6. French Scenes. (1985) Arguably this story, like ‘Der Untergang des Abendlandesmenschen’ earlier, takes place within a movie. Waldrop loves movies for what they tell us about what we are. This is small town Texan nouvelle vague.
7. Night of the Cooters. (1987) Two things, Bill Hicks observed how UFO sightings always happened to “small groups of rednecks in Southern towns” and I always wondered why major SF events only happened in one place. Howard Waldrop’s Martians didn’t just land on Horsell Common but some landed in rural Texas.
8. A Dozen Tough Jobs (1988) Oh Brother, where is the movie of this novella? The Labours of Hercules transposed to 1930s Mississippi. Houlka Lee is a convict sentenced to work for Boss Eustis for a year. Told by fellow servant I.O.Lace the Labours are secondary, barely on the page in some cases, because the subject is how people treated each other in the Depression and why things happened. See also ‘The Ugly Chickens’
9. Fin de Cyclé (1989). J.G.Ballard wrote ‘The Assassination of John Fitzgerald Kennedy Considered as a Downhill Motor Race’ in the 60s. Waldrop writes about the Dreyfuss Affair as a velocipede race. And again it is about the impact on the individual rather than the global.
10. You Could Go Home Again (1993) This is why Thomas Wolfe’s death in 1938 was my opening line. It’s the story that Clute cites as example of desiderium and the one I consider exemplar of Waldrop’s Romanticism.

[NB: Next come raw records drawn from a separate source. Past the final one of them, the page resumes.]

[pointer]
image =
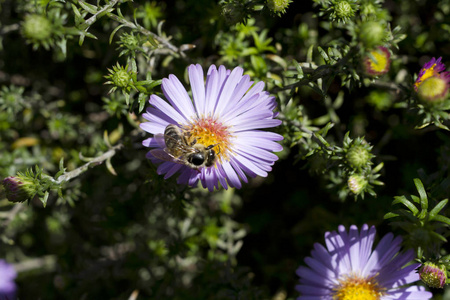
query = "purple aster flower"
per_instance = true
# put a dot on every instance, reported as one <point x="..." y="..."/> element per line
<point x="348" y="268"/>
<point x="216" y="137"/>
<point x="7" y="285"/>
<point x="431" y="68"/>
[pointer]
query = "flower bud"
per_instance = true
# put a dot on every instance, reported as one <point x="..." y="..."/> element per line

There is much to say about this story of Wolfe recuperating from the surgery he died during in our timeline. He is travelling by airship home from the 1940 Tokyo Olympics when he meets two British military men, Ross and Norway, and is entertained by pianist Fats Waller. Aside from being packed with typical Waldrop obscure references and touchstones, this story shows me what all those other actors and characters are doing in his work. Yes, there’s a poignancy about Wolfe not remaining his former personality which could be desiderium but more importantly I think, there’s a demonstration in the choice of the five characters of how imagination works, how the individual works, of almost Coleridgean thingifying. It’s a masterpiece.
11. The Sawing Boys (1994) Fairytale retellings became popular in the 90s. Waldrop used The Musicians of Brementon to pastiche Damon Runyon in a tale about the non-linear spread of mass communications. Or so he says.
13. Heart of Whitenesse. (1997) The road trip (or airship) is another Waldrop device for scenery settings. On this occasion an ice ship up the frozen Thames with Christopher Marlowe channeling Philip Marlow and as the title implies, Conrad’s Marlow too. Such are the layers and recycling of history that fascinate and inspire Waldrop. Not what could have been but why it was how it was.
14. US (1998) Three views of the same event. The kidnapping of Charles Lindbergh Jr in 1932 where the baby lives and grows up. Three views therefore of the US in the 40s, 50s and 60s. None of which are nostalgic.
So that’s Waldrop. Writing not simply about what could have been, not with a longing, but about why it didn’t happen with compassion and tenderness. As the author himself said his reason for writing ‘The Effects Of Alienation’ was ‘to find out what effect Hitler winning World War II would have had on Peter Lorre.’ Not how the world would have changed. Using the mythologies of public figures to decode the mythology of our times without regret, without the wishful thinking of nostalgia. Instead tying the threads of history together.
In his most recent published story ‘Till the Cows Come Home to Roost’ (2018) Waldrop links the frontier feuds of the Lincoln County War with 50s Hollywood and a famous literary feud of the 70s. Threads that pull together to show how and why, not simply could have been. This is the thread that makes Waldrop definable. An alternate approach to history.